Turkey has seen a string of assassinations. All those killed have a common thread: they were all from the former Soviet Union. Another thread connecting them also exists: it is believed that Russia has sent killers to assassinate them. Such a notion became solidified when Turkish law enforcement authorities discovered a memory stick and a number of photographs mistakenly left behind by the killers.
Chechen rebels killed
Ruslan Israpilov was one such victim. He had an inkling that the Russians would gun him down. He expressed the same fears to his friends. He told them that he had seen two people doing surveillance on him. Israpilov, a Chechen refugee, had earlier made his home at Ilimtepe, a small Turkish town along with his friends. He thought he and his friends can protect eacyh other. He was wrong. Israpilov was shot beside his flat's front door. His wife, Petima, discovered his body. There was good reason for Russia to kill him. He was one of the many Chechen freedom fighters who fought to repel Russian armies from their land. Russia ultimately smashed their struggle, and appointed one former rebel, Ramzan Kadyrov, to head Chechenya.
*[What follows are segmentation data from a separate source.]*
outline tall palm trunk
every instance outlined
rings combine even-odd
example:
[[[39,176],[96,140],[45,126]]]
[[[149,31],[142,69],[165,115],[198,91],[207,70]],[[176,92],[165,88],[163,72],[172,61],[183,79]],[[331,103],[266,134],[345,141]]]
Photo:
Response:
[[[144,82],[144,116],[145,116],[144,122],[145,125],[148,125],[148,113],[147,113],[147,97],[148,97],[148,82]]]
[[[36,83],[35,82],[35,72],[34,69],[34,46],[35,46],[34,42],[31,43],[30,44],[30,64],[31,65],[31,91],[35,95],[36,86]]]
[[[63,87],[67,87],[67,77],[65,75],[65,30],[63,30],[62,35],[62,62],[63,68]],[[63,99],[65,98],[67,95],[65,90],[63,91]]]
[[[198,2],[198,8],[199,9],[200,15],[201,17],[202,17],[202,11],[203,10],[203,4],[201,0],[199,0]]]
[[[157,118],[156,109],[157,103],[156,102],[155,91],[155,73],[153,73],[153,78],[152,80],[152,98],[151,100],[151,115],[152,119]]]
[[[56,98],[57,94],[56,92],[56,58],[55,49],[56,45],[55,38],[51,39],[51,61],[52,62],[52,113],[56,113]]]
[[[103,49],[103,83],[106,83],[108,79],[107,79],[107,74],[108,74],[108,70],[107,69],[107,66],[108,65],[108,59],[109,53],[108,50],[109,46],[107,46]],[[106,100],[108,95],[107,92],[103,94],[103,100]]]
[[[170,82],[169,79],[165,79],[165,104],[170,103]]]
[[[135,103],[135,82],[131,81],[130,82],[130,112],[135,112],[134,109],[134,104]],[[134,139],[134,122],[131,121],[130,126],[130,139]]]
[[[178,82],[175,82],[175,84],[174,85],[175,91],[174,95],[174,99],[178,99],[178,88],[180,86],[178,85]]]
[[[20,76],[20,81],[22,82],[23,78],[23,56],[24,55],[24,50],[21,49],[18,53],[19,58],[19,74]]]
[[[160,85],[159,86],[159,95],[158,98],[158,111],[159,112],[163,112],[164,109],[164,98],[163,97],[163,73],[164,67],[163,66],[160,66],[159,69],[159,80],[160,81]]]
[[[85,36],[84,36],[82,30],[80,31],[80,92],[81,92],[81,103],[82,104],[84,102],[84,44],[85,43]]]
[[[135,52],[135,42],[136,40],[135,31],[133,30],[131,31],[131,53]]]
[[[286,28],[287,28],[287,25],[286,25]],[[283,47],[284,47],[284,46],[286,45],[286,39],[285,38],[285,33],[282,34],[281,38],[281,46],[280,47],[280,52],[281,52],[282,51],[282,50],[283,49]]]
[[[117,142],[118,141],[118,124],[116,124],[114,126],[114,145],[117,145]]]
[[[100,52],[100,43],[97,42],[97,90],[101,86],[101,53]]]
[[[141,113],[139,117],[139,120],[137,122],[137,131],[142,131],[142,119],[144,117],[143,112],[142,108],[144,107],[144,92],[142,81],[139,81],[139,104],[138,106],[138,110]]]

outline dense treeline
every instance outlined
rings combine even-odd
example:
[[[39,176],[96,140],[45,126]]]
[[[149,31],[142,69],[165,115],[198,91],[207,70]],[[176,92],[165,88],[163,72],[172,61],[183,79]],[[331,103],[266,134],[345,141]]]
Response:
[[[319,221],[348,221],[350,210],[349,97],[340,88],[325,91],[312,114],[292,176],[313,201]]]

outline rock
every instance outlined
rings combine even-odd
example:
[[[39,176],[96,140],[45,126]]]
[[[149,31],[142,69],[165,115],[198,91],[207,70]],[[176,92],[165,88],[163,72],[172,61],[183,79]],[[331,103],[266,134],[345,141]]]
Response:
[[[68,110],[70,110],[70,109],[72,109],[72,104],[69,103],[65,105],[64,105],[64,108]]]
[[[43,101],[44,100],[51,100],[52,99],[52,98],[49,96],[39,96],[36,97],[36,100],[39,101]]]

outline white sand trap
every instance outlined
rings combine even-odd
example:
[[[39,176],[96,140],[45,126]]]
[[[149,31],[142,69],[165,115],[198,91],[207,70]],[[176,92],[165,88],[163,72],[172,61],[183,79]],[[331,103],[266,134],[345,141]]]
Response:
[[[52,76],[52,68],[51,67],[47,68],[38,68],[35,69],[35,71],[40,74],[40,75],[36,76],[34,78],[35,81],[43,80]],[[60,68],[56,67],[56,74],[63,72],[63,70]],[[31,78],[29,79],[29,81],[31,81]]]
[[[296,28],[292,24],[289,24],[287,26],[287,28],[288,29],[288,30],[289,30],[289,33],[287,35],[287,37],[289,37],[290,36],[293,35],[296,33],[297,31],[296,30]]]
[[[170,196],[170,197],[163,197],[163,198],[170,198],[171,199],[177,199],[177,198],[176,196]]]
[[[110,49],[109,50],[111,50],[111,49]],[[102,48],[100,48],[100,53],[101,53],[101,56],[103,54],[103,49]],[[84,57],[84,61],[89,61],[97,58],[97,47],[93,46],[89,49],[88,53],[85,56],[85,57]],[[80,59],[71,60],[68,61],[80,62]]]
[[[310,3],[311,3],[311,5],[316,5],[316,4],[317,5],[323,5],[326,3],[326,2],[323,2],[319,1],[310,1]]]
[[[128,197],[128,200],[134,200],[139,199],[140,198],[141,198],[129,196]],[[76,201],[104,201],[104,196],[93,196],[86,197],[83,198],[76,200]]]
The assassination of Israpilov was not a one off case. Many citizens of the former USSR, like Chechens, Tajiks and Uzbeks, who have opted for a Turkish refuge were killed in one way or the other. To give another example, Abdulwahid Edelgiriev, yet another Chechen, was shot in broad daylight in Istanbul. He, however, was not a retired fighter. He fought for an independent Chechenya until his death. Before he came to Turkey, he was in Syria, fighting for Jabhat al-Nusra, an affiliate for Al-Qaeda. He was also implicated in an assassination attempt on the life of Vladimir Putin, the President of Russia.
Analysts regard such activities on foreign soil by Russian operatives as par for the course. According to Professor Mark Galeotti of the Prague based Institute of International Relations, Putin's administration believes that it must act abroad to bolster its security at home. The Russians have no qualms about killing people at will.
Russia, in its official stance, has denied its involvement when it came to killings made abroad. Dmitri Peskov, the spokesman for President Putin, said that the government will make no comments. He added that such killings have nothing to do with President Putin or Russian state. Turkey on its part has done nothing to prevent such occurrences in the future.